L’inflation en Suisse pendant la Première Guerre mondiale Causes, réactions, discussion historiographique


Durant la Première Guerre mondiale, la Suisse a connu l’inflation la plus marquante de toute son histoire moderne. Les prix ont été multiplié par 2,2, une hausse à peu près équivalente à celle qu’ont subie les Etats belligérants. Une cause majeure du phénomène inflationniste a résidé dans l’utilisation massive du crédit de la Banque centrale – autrement dit de la planche à billets – pour financer l’explosion des dépenses étatiques provoquées par la guerre. En effet, les milieux possédants étaient très réticents à augmenter la pression fiscale dans la mesure où c’est eux qui auraient dû porter une large partie des nouveaux impôts. Quant au financement par l’emprunt, s’il avait les faveurs de la bourgeoisie, il se heurtait à une limite: en poussant les taux d’intérêt vers le haut, un tel financement lésait de puissantes couches sociales, à commencer par les agriculteurs, la paysannerie suisse étant l’une des plus endettées au monde. Le recours à grande échelle au crédit de la Banque d’émission ne s’explique donc pas par les conceptions erronées en matière monétaire qu’auraient eues la direction de la Banque centrale, comme le prétend l’historiographie dominante. Il s’explique par le fait qu’il a permis, provisoirement du moins, de concilier ces intérêts divergents et d’éviter ainsi l’apparition de dangereuses fissures au sein du « Bloc bourgeois ».

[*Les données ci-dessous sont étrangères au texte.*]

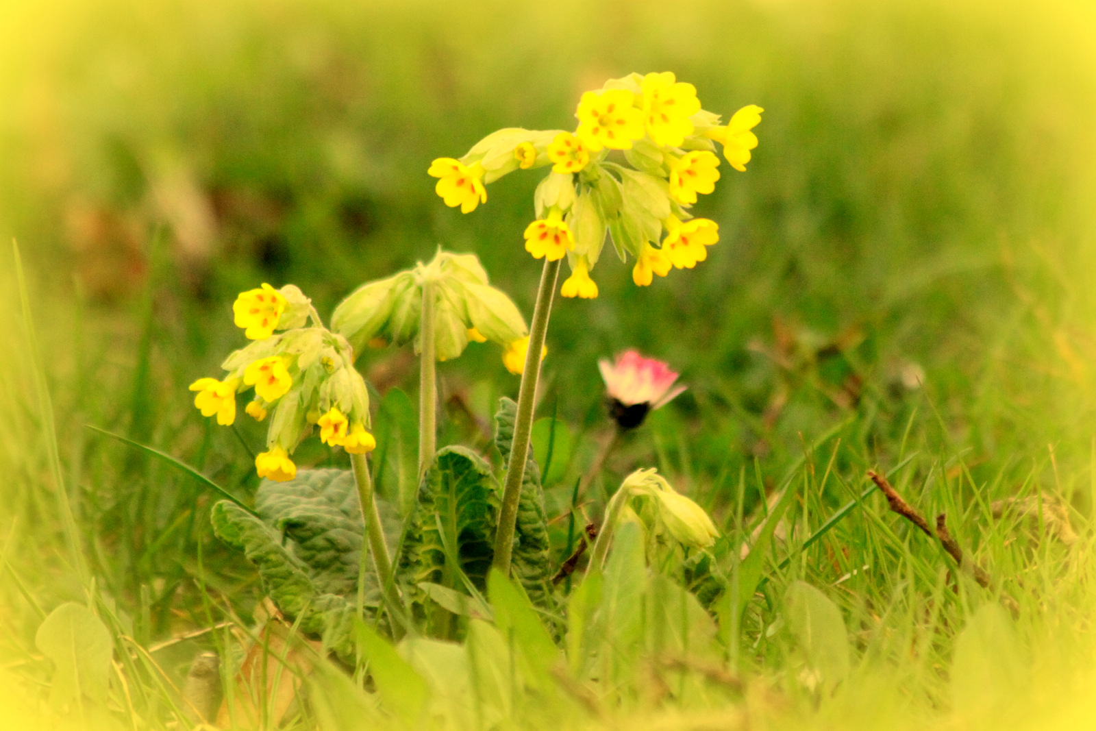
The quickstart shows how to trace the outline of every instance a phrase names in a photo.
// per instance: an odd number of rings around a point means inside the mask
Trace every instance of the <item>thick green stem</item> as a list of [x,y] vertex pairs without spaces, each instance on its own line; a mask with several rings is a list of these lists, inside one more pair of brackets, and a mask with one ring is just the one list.
[[365,536],[369,541],[369,553],[373,556],[373,568],[377,572],[385,595],[388,612],[393,616],[392,631],[399,630],[399,616],[402,616],[400,593],[392,578],[392,559],[385,542],[385,532],[380,527],[380,513],[377,512],[377,500],[373,492],[373,478],[369,476],[369,461],[365,455],[351,455],[350,464],[354,468],[354,481],[357,483],[357,496],[362,503],[362,517],[365,521]]
[[422,319],[419,324],[419,479],[437,452],[437,376],[434,354],[434,283],[422,283]]
[[514,527],[517,523],[517,504],[522,499],[522,479],[525,477],[525,460],[529,453],[529,434],[533,432],[533,406],[540,378],[540,353],[548,334],[548,316],[556,295],[556,279],[562,260],[546,261],[540,273],[540,288],[533,308],[533,325],[529,329],[529,347],[525,353],[525,370],[522,386],[517,391],[517,419],[514,422],[514,441],[511,444],[510,464],[506,466],[506,482],[502,492],[502,511],[499,513],[499,529],[494,535],[495,569],[510,575],[510,559],[514,550]]

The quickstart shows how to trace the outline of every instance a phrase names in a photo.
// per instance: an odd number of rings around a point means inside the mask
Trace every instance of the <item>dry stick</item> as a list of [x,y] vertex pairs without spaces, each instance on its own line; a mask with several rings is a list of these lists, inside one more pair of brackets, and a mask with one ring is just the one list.
[[581,559],[582,555],[586,552],[586,546],[591,545],[596,537],[597,526],[593,523],[587,523],[582,535],[579,537],[578,547],[574,549],[574,552],[571,553],[571,556],[568,557],[568,559],[559,567],[559,571],[557,571],[556,575],[551,578],[551,583],[558,584],[574,573],[575,568],[579,566],[579,559]]
[[948,533],[948,527],[945,524],[945,514],[940,513],[936,516],[936,530],[928,525],[928,521],[922,517],[921,513],[917,512],[910,503],[902,499],[902,495],[898,494],[898,491],[891,487],[891,483],[887,481],[887,478],[878,472],[868,470],[868,477],[871,481],[876,483],[884,495],[887,495],[887,503],[890,505],[891,511],[898,513],[910,523],[917,526],[923,534],[929,538],[936,538],[944,546],[944,550],[955,559],[956,563],[959,564],[960,569],[970,569],[974,576],[974,581],[982,589],[989,589],[990,574],[987,574],[982,567],[978,566],[973,561],[963,561],[962,549],[959,548],[959,542]]

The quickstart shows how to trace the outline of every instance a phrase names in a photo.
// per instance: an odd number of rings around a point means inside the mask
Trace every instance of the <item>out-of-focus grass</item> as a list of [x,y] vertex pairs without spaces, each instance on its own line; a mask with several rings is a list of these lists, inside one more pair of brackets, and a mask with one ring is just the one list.
[[[581,431],[569,478],[600,436],[594,362],[629,345],[683,369],[689,391],[623,446],[610,473],[660,465],[728,533],[757,503],[755,466],[770,488],[836,424],[835,470],[849,484],[804,471],[803,526],[858,491],[865,468],[917,450],[907,496],[946,510],[995,572],[1043,594],[1024,605],[1020,633],[1035,687],[1057,698],[1041,688],[1075,677],[1092,651],[1068,641],[1092,609],[1087,538],[1069,553],[1035,545],[985,505],[1046,491],[1075,506],[1078,529],[1093,514],[1094,41],[1091,9],[1069,2],[0,5],[0,235],[18,236],[32,266],[62,478],[95,592],[147,647],[207,625],[208,597],[249,613],[258,589],[212,538],[210,495],[82,424],[250,489],[244,448],[203,422],[185,390],[241,342],[227,306],[236,292],[294,282],[327,313],[441,243],[479,253],[528,312],[538,267],[520,233],[533,179],[506,178],[461,216],[434,195],[426,165],[500,126],[567,127],[579,93],[607,77],[672,69],[713,111],[763,105],[761,147],[745,174],[724,164],[697,207],[720,224],[708,261],[639,289],[607,253],[594,272],[602,296],[558,305],[541,411]],[[0,549],[11,540],[15,571],[0,574],[0,651],[35,688],[48,665],[20,583],[45,610],[85,601],[88,586],[64,550],[7,247],[0,306]],[[398,354],[363,361],[413,386]],[[911,388],[918,367],[925,386]],[[488,346],[439,370],[446,396],[479,416],[488,395],[516,390]],[[471,441],[460,410],[447,413],[449,435]],[[833,448],[809,460],[818,471]],[[557,512],[570,483],[549,492]],[[935,548],[888,542],[880,524],[906,538],[874,498],[813,553],[797,555],[792,536],[781,550],[796,560],[772,571],[779,596],[796,578],[827,585],[872,567],[830,592],[858,638],[860,677],[803,723],[912,724],[950,704],[968,599],[944,601]],[[775,618],[772,606],[751,615],[742,666],[795,695],[790,650],[766,633]],[[912,646],[924,651],[905,663]],[[178,679],[194,647],[160,662]],[[893,679],[874,679],[879,667]],[[156,685],[133,690],[159,718]],[[1073,712],[1040,703],[1032,728]]]

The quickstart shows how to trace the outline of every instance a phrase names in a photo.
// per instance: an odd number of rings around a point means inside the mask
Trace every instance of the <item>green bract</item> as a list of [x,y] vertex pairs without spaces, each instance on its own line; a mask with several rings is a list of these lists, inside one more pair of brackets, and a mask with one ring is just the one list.
[[355,352],[373,339],[396,345],[414,344],[422,350],[420,320],[423,284],[434,290],[434,349],[438,361],[460,355],[468,345],[469,329],[483,338],[510,345],[528,334],[514,302],[488,284],[487,272],[473,254],[438,251],[429,264],[396,276],[370,282],[344,299],[331,318],[331,327]]

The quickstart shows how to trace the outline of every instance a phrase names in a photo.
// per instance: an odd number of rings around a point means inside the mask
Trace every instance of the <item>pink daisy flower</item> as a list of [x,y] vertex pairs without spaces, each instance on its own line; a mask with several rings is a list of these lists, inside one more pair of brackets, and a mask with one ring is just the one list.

L’inflation a beaucoup contribué à la forte polarisation sociale qui s’est produite pendant la guerre. D’un côté, elle a favorisé l’enrichissement d’une petite minorité. De l’autre, elle a appauvri de larges couches sociales, en particulier les salariés, qui ne disposaient pas de la possibilité d’adapter leurs revenus à l’augmentation des prix. Elle a donc stimulé le développement des tensions politiques qui, dans un contexte européen marqué par la montée du mouvement ouvrier et les crises révolutionnaires, ont culminé dans le plus grave conflit interne que la Suisse a connu depuis 1848: la Grève générale de novembre 1918. C’est principalement pour apaiser ces tensions que les milieux dirigeants se sont décidés, dès la fin de 1918, à mener une politique anti-inflationniste, qui a été rapidement courronnée de succès.